4) Round‑trip back to real time. Export the updated VSK and load it into the Vicon Markerless real‑time app. The UI now shows plus icons for the enhanced joints, and you assign the live prop tracks to those placeholders. From that moment, the stream carries the ease and coverage of Markerless with optical fidelity on the targeted areas.
5) Scale it to your scene. The same method can be used for feet or any limb that benefits from higher articulation. You keep wardrobe‑true performances and rapid blocking, while precise movements, like head orientation and hand nuance, arrive with optical‑comparable quality.
This hybrid approach lets film, games and VR teams move quickly in rehearsal and previs, then lock critical detail without re‑engineering the stage. As demonstrated live, the workflow runs in real time and will be delivered in Shōgun later this year.
What hybrid motion capture enables for creators
Most importantly, hybrid puts the focus back on performance and direction: faster iteration, clearer decisions, and a stage that supports storytelling from first pass to final shot.
Accuracy where it counts
Use markers on bodies or props that demand tight physical alignment – think weapon arcs, hand‑to‑object contacts, or precise foot placements – while running markerless mocap across the full scene to maintain continuity and coverage.
Speed where it matters
For quick mocap performance exploration, run markerless passes to block beats, explore the camera, and test timing.
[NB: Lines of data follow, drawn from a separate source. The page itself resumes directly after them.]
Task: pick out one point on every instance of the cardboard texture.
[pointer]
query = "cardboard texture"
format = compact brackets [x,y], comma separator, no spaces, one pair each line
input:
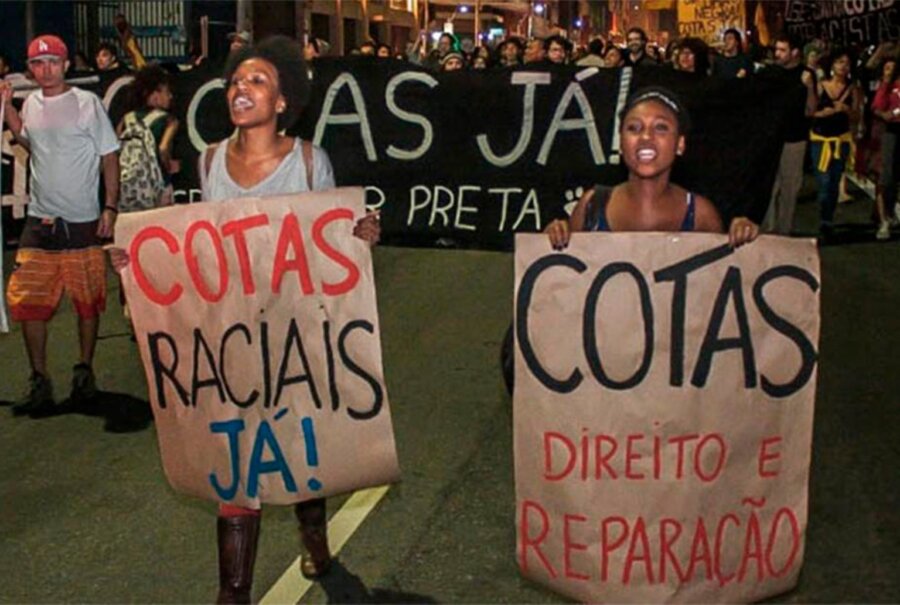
[656,463]
[257,325]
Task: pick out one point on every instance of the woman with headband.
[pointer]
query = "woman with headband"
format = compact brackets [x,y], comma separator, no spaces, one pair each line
[653,128]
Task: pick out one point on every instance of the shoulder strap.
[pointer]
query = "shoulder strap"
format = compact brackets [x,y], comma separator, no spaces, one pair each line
[596,210]
[204,163]
[152,116]
[308,162]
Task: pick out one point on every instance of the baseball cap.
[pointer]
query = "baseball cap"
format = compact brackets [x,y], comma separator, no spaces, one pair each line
[47,46]
[244,36]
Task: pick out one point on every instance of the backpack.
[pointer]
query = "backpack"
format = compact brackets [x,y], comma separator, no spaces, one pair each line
[141,182]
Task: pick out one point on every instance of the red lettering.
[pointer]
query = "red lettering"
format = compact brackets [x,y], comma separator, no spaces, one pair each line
[352,271]
[699,552]
[720,533]
[752,549]
[194,267]
[602,461]
[290,237]
[526,541]
[237,228]
[665,548]
[631,455]
[773,535]
[680,441]
[657,462]
[548,456]
[639,534]
[698,457]
[569,546]
[605,547]
[160,298]
[765,456]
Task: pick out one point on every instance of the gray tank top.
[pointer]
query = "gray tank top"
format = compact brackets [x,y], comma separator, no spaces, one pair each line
[289,177]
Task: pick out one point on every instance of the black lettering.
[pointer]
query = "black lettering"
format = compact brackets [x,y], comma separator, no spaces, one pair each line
[254,395]
[266,363]
[329,358]
[160,370]
[377,391]
[293,340]
[589,326]
[730,289]
[808,353]
[196,382]
[677,274]
[523,302]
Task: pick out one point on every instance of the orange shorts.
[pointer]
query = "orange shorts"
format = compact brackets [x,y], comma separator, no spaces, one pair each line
[41,275]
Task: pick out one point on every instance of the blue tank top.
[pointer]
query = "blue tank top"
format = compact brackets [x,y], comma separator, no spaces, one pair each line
[601,198]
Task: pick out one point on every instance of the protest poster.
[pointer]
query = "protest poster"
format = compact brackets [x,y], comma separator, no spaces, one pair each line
[257,326]
[663,414]
[708,19]
[480,156]
[849,23]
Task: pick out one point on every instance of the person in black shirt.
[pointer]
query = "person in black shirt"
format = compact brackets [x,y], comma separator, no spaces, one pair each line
[733,62]
[788,58]
[636,39]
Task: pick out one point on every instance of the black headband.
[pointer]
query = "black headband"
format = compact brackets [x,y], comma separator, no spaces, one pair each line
[661,95]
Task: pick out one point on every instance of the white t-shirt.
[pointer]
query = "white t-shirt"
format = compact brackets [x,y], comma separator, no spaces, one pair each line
[67,134]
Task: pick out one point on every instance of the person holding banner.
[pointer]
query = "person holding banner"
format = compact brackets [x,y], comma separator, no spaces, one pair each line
[653,128]
[267,89]
[654,124]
When shots lock, add markers selectively to nail critical moments without re‑engineering the entire setup.
Resilience to real‑world chaos
Markerless helps when markers occlude or drop; markers help when camera angles, lighting shifts, or crowding challenge a purely markerless solving skeleton. The combination increases the percentage of takes that are immediately usable.
Cleaner retargeting and less cleanup
Hybrid data stabilises joints that are traditionally tricky in high‑energy moves, reducing solve jitter and the downstream keyframe massage that slows teams between dailies.
Proof in production
Studios are already blending approaches to move faster in virtual production and games.
Dimension streamlined virtual production by integrating Vicon’s markerless technology into their workflow, enabling quicker creative decisions while preserving fidelity where needed.
Framestore accelerated reviews by using Vicon’s markerless technology to iterate earlier in the process, helping directors and animators make confident choices sooner.
Where hybrid motion capture shines
Film & episodic TV
Dialogue‑led scenes benefit from the ease of markerless for wardrobe‑true performances and fluid blocking, with selective markers added for signature movements, poses and interactions that must land precisely. The outcome is more takes per hour and performances that read beautifully on screen.
Games
The hybrid approach gives creators choice – markerless provides a lightweight option to get increased data quality for instances where it’s needed, without having to incur the expense and complexity of a full markered system. This means that teams can deliver engine‑ready clips sooner, with greater consistency across sets.